In her quarterly presentation to the school board on March 14, Sharon Tropf, Special Education Advisory Committee chairwoman, said the school division was under-reporting needs of special education students and the services they are provided in Individualized Education Programs. IEPs are specially designed education plans for students with educational disabilities. In Virginia, they include assessments and annual benchmarks, according to the Virginia Department of Education.
“Using system-wide growth projections versus special education services, we are rounding down in our ratios and our computations,” Tropf said. “Students, teachers and school administrators are not getting their needs met.”
Sharon Tropf, Loudoun County Public Schools Special Education Advisory Committee chairwoman
Photo courtesy of Sharon Tropf
In an interview with the Loudoun Times-Mirror and a follow-up email, Tropf elaborated. She said LCPS uses the number of minutes recorded in a student’s IEP to determine staffing. The time must also be reported to the VDOE to meet requirements of the Individuals With Disabilities Act, a federal law designed to ensure a “free and appropriate public education” to children with disabilities.
Tropf said LCPS staff have told her they’ve under-counted the time special education students are in “self-contained settings,” such as 90-minute block classes.

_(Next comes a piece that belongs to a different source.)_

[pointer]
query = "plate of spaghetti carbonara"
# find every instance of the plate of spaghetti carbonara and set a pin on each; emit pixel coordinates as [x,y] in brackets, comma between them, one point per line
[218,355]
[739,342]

“IEP designees have reported saying that they have been given guidance from administration that ‘only direct services to the student’ are documented in the IEP,” Tropf wrote in the email. “For example, an IEP team may document only 30 minutes of the 90 minutes a student spends in a self-contained study hall in the IEP, which misrepresents the time the student is not participating in the general education setting with non-disabled peers.”
Among the goals of the IDEA is to place special education students in general education classes when possible, a process known as inclusion or mainstreaming. The VDOE calculates how much time students spend in general and special education settings. It defines regular education time as “all activities except those provided in a separate special education environment.”
Tropf said, based on the VDOE definition, the LCPS method of identifying time in special education environments would “grossly under-count” the minutes students spend in special education settings, which are used to calculate “regular class percent.” At the board meeting, she used the example of a student spending 80 minutes in a special education math class, but it only being reported as 30 minutes.
“Not only are we impacting our overall reporting of the number of teachers we need, we’re also misrepresenting to VDOE the number of minutes are students are in a special ed setting and not the general education setting,” said Tropf, a special education advocate for a law firm who has been on the committee since 2009 and is the parent of two LCPS graduates who were special education students.
Tropf was also critical of proposed cuts of at least eight of the 36 federally funded special education positions in the proposed $1.6 billion budget passed by the school board on Feb. 2. She said SEAC is concerned LCPS is underestimating increases in special education students and said special education teachers’ caseloads are already overloaded. She told board members that LCPS is unable to meet all the needs of special education students due to understaffing and the positions slated to be cut should be restored.
“Services are being cut and we have eligibility for services being denied. This results in an overall denial of a free and appropriate public education,” Tropf said. “Funding of our teachers and related service providers is critical and imperative to meet the needs of our students.”
Tropf said the cuts would hurt the school division’s approximately 9,500 special education students. They comprise about 11%, of the approximately 83,000 LCPS students. She said the cuts would exacerbate “disparities” and “low morale” and cause “significant concerns for staff retention.”
Responding to the under-reporting allegations, Asia Jones, Department of Support Services assistant superintendent, told board members that administrators “work diligently to address those concerns when they are brought to our attention”
Jones said LCPS has a lower special education student-to-staff ratio than the VDOE requires. Nonetheless, she conceded special education staffing has become a “very big challenge.”
Asia Jones, Loudoun County Public Schools Department of Student Services assistant superintendent
Photo courtesy of Loudoun County Public Schools
Special education teacher shortages have long been a problem nationally due to grueling demands of the job, an issue documented by the National Association of State Boards of Education. It said about 60% of a special education teacher’s day is spent doing paperwork and attending meetings.